Immuno-histochemistry was performed following standard procedures as described earlier [1]. Briefly, antigens were retrieved in an autoclave (in 0.01 M sodium citrate buffer pH 6.0) at 121C/20 psi for 30 min). Following antigen retrieval, the endogenous peroxidase activity and nonspecific binding sites were blocked in 3% H2O2 and 10% Goat serum respectively. The blocked sections were then incubated overnight at 4°C with either of the following antibodies: Androgen receptor (Cell Signaling, cat#153P), Pten (Cell Signaling, cat#9559), NKX3.1 (Thermo Scientific, cat#16906), Sox9 (Novus biological, NB-100-2202), Id4 (BioCheck, BCH-9/82-12), AMACR (AMACR Novus cat # NBP 1-28884), CK8 (Proteintech Cat # 10384-1-AP), CK-18 (Proteintech Cat # 18708-1-AP), FKBP4 (Proteintech Cat# 10655-1-AP). All the antibodies were mono-reactive, that is a single reactive band was observed in western blot using total cell lysate from prostate cancer cell lines LNCaP, DU1545 and PC3. Non-specific binding of the secondary antibodies was evaluated using respective normal IgGs (data not shown).
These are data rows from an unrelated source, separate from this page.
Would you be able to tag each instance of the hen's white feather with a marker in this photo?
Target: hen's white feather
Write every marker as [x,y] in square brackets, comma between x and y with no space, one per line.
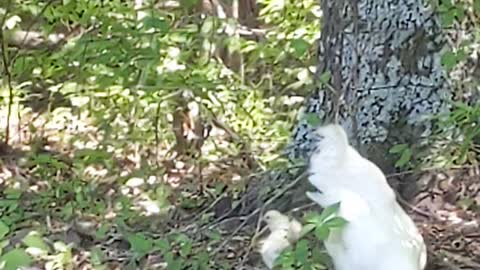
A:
[283,233]
[379,234]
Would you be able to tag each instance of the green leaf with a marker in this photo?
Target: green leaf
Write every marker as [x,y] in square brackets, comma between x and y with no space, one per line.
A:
[476,6]
[300,47]
[301,251]
[404,158]
[398,148]
[449,60]
[140,244]
[4,229]
[35,240]
[307,228]
[329,212]
[322,232]
[97,256]
[16,258]
[156,23]
[162,244]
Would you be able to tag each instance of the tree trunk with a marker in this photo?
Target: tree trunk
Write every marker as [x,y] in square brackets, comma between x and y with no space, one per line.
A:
[383,57]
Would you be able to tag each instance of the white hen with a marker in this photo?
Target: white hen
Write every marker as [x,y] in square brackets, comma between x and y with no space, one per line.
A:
[283,233]
[379,234]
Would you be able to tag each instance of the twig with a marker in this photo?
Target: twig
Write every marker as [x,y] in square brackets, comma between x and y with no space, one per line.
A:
[7,72]
[260,209]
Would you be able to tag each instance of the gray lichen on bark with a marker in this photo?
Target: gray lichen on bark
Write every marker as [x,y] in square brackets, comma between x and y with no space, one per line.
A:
[384,60]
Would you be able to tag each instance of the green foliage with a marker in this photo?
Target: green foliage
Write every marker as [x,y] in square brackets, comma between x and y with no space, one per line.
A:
[307,252]
[405,153]
[464,138]
[15,259]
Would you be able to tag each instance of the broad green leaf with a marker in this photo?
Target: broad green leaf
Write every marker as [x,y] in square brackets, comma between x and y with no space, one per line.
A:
[140,244]
[398,148]
[329,212]
[302,251]
[307,228]
[449,60]
[404,158]
[16,258]
[322,232]
[300,47]
[156,23]
[4,229]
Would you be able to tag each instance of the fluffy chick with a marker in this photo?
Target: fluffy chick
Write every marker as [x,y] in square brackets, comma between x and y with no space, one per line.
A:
[379,234]
[283,233]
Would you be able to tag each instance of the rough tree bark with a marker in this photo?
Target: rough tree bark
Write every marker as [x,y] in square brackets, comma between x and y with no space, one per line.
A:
[384,61]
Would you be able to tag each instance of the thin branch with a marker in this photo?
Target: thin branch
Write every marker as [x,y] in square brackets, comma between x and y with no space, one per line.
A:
[7,72]
[259,210]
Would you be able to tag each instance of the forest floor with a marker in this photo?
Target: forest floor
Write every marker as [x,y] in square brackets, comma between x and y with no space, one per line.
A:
[76,206]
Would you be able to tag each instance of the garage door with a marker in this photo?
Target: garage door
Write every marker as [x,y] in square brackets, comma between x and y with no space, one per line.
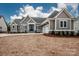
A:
[45,29]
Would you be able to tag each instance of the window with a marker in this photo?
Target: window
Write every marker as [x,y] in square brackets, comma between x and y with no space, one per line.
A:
[63,24]
[0,29]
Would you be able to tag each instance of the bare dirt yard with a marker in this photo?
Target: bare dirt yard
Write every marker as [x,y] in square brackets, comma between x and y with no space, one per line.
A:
[38,45]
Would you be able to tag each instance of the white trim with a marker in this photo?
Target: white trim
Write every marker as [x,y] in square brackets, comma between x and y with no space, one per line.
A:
[24,24]
[34,26]
[65,12]
[63,24]
[23,20]
[31,19]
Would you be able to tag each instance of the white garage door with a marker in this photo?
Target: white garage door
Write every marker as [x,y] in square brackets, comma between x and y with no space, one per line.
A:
[45,29]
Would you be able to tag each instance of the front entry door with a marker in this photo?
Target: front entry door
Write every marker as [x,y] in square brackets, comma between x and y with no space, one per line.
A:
[31,27]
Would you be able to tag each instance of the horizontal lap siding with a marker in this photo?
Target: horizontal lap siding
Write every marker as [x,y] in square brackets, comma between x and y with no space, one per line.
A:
[58,28]
[52,24]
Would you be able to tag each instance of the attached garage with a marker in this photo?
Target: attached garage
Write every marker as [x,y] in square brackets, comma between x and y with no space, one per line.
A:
[45,29]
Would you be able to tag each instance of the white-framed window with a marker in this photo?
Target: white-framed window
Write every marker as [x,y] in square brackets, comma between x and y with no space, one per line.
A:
[63,24]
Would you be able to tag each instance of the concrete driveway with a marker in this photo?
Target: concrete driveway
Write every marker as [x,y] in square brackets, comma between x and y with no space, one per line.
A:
[6,34]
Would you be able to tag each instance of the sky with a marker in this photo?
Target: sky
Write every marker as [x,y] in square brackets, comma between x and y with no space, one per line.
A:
[12,11]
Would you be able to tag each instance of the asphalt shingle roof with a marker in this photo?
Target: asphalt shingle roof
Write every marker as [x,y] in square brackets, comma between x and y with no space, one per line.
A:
[38,20]
[53,14]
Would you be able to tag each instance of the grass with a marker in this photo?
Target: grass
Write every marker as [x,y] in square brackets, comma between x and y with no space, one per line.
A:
[39,45]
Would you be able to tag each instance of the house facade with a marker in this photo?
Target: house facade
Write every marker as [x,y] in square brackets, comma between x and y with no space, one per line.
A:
[27,24]
[3,25]
[58,21]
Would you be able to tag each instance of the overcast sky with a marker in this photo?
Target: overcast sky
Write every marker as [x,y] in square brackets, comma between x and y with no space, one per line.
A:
[16,10]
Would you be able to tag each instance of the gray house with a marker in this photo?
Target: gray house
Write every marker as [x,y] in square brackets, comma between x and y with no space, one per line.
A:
[3,25]
[58,21]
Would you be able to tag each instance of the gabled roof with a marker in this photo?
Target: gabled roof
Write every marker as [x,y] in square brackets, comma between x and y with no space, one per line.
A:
[38,20]
[17,21]
[53,14]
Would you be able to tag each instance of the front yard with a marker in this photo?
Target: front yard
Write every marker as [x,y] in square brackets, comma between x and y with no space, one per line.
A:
[39,45]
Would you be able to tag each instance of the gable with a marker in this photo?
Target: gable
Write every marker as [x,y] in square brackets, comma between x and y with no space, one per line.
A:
[63,15]
[31,21]
[25,20]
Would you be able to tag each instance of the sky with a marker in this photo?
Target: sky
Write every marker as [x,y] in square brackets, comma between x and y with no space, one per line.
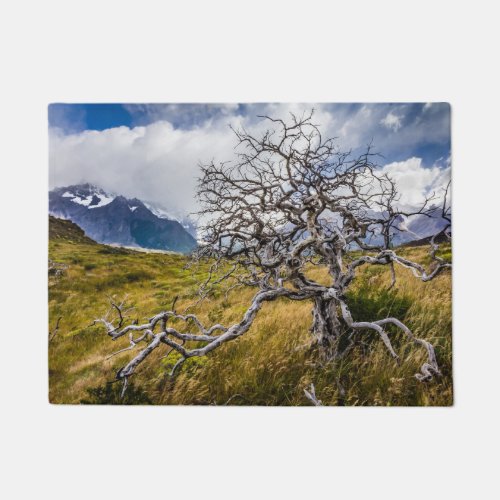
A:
[153,151]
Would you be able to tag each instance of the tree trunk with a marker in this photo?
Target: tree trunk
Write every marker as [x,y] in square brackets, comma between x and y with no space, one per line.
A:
[327,326]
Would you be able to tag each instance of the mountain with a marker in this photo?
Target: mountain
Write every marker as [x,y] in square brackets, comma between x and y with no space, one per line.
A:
[114,219]
[419,227]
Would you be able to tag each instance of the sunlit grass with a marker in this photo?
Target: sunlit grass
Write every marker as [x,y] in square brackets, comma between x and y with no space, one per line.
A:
[270,365]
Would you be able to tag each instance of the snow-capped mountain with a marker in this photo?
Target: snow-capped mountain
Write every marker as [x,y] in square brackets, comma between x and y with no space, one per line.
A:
[114,219]
[186,221]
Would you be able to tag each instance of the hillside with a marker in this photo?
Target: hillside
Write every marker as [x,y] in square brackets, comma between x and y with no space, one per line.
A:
[60,229]
[270,365]
[113,219]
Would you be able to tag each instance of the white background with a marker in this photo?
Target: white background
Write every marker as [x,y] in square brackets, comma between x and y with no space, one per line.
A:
[96,51]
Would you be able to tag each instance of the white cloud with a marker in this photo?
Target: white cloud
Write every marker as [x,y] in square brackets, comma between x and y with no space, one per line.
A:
[392,121]
[414,182]
[159,162]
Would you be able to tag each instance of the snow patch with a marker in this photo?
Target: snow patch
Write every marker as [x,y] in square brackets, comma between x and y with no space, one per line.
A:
[104,200]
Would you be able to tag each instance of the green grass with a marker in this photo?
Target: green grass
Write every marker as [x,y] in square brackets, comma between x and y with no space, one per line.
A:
[270,365]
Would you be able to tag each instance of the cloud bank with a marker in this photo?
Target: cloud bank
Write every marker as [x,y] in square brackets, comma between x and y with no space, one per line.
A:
[158,159]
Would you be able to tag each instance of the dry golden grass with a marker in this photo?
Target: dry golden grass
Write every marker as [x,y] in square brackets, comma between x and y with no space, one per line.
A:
[270,365]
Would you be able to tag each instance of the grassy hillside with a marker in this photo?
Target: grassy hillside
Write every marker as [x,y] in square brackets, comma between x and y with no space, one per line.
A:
[270,365]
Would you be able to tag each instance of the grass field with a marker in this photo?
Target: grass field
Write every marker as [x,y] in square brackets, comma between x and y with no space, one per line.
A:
[270,365]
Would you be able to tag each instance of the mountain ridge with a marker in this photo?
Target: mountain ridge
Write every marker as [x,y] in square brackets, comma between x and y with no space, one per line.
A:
[111,218]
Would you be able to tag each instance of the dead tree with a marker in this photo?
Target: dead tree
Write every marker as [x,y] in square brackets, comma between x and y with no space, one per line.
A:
[292,200]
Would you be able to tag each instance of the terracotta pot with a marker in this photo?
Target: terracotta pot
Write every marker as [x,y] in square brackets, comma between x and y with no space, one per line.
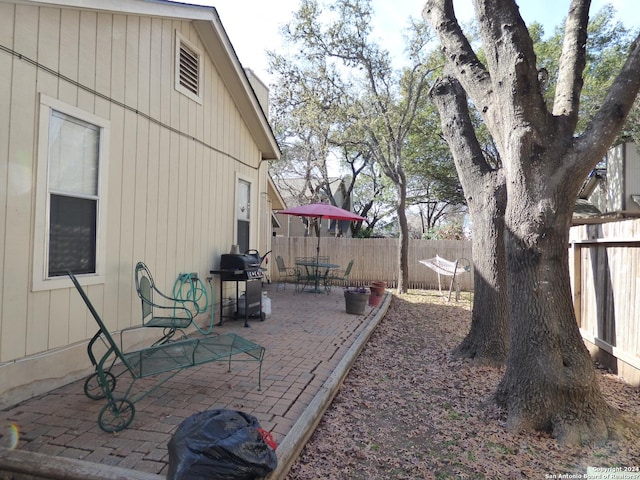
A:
[375,299]
[355,302]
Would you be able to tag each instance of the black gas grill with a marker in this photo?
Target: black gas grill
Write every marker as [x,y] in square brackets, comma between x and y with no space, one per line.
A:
[242,267]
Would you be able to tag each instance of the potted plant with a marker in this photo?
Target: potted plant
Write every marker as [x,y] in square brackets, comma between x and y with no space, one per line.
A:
[356,299]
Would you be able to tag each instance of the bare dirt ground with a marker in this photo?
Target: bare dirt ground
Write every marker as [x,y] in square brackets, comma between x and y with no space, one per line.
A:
[409,411]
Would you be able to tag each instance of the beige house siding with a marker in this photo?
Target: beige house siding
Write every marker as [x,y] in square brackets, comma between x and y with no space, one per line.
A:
[173,168]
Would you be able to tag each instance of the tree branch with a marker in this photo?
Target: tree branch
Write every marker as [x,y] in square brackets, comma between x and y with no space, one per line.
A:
[572,63]
[457,49]
[601,132]
[450,99]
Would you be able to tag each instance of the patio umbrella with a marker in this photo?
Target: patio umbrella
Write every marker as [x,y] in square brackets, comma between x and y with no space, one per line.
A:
[321,210]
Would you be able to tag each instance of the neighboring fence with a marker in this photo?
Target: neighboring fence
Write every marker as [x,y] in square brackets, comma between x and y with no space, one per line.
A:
[376,259]
[605,276]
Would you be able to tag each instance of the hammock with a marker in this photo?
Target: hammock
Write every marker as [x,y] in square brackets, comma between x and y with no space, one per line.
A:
[451,269]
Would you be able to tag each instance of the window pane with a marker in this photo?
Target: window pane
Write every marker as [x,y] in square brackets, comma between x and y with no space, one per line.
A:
[72,235]
[243,236]
[73,155]
[244,194]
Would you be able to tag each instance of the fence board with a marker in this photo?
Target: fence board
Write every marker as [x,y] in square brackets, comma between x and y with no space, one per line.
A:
[609,289]
[376,259]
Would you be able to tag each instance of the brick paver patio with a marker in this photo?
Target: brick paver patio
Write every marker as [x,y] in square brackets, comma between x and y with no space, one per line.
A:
[306,337]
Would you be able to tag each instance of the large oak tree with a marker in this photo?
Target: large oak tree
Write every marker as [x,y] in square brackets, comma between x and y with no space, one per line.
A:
[550,382]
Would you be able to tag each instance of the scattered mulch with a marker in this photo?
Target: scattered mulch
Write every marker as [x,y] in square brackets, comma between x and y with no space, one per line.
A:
[407,410]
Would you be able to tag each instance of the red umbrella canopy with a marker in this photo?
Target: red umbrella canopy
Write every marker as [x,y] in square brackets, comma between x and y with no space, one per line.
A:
[323,210]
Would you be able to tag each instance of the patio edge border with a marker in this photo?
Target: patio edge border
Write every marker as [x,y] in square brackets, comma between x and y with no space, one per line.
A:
[34,466]
[293,443]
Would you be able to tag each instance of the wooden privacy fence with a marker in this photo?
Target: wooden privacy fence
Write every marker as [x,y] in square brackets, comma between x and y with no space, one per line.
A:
[605,278]
[376,259]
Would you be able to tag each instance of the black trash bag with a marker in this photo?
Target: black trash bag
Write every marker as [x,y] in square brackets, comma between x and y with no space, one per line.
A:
[220,445]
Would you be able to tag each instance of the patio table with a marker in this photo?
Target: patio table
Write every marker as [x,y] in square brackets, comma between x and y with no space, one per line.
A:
[315,271]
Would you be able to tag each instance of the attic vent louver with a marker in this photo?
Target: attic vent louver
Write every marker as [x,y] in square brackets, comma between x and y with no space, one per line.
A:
[189,68]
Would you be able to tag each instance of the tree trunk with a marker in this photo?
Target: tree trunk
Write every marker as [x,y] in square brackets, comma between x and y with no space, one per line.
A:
[403,248]
[488,339]
[485,191]
[550,383]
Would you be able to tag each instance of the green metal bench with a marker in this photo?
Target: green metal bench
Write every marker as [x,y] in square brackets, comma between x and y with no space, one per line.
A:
[167,358]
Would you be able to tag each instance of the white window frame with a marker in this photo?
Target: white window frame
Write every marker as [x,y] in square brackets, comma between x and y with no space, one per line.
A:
[249,220]
[41,281]
[179,41]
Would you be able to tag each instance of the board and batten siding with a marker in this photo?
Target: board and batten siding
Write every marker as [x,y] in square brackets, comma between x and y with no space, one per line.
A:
[172,171]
The sections were then incubated with secondary antibody (goat anti-rabbit (#32260) or goat anti-mouse (#32230) -HRP, Thermo Scientific) for 1 hour. The slides were stained with DAB for 2 min, counterstained with hematoxylin and mounted with Immuno-mount (Thermo Scientific). The slides were either examined and photo-micrographs taken using the Zeiss microscope with an AxioVision version 4.8 imaging system or digitized on the Leica Aperio and viewed on the Aperio ImageScope. The H&E sections from knockout, and wild type mice were examined by Drs. Saini and Jain (pathologist and oncologist respectively).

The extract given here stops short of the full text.